Key: Avoid the subjunctive where possible. This book’s a grounded argument for what’s actually possible, not a string of lofty hypotheticals, e.g. ‘What if real democracy’s possible?’ not ‘What if democracy were truly possible?’ Rutger wants to take us beyond what we know and put us inside new, very real possibilities. That’s different from somehow transcending our current situation and gazing back down from a distance.

Key: Where possible, keep the personal perspective intact. Keep the people in the sentences, e.g. ‘Thanks to DNA testing, we now know…’ not ‘Recent DNA research has revealed…’. The edit sounds upbeat, accessible and includes the reader. We hear the person behind the writing. The old version sounds more distanced, stuffier, academic. (Nothing wrong with that, just not what we’re going for.) Writer and reader are absent.

Once everyone working on a manuscript is aware of that kind of thing, then odds are you won’t kill it. Take the subjunctive for instance, a deliberate choice on my part for Rutger. If you don’t make explicit your decision to avoid it, an earnest editor could correct out the author's style. Don’t get me wrong. That was not a problem here. Lots of fantastic people behind this book!

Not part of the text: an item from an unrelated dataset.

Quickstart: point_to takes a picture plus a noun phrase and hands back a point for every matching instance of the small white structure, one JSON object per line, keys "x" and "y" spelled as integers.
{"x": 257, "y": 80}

Having worked with Elizabeth on three book-length projects, and several shorter ones, I know that I don’t have to check her in a traditional sense. If she’s put a quote in, I know that she’s checked and double-checked it, and if there’s an original English version, that’s what she’s used. Because Elizabeth has done the heavy lifting, I can then focus on style and storytelling and argument. It’s a dream job – especially working with a fantastic author and a fabulous translator.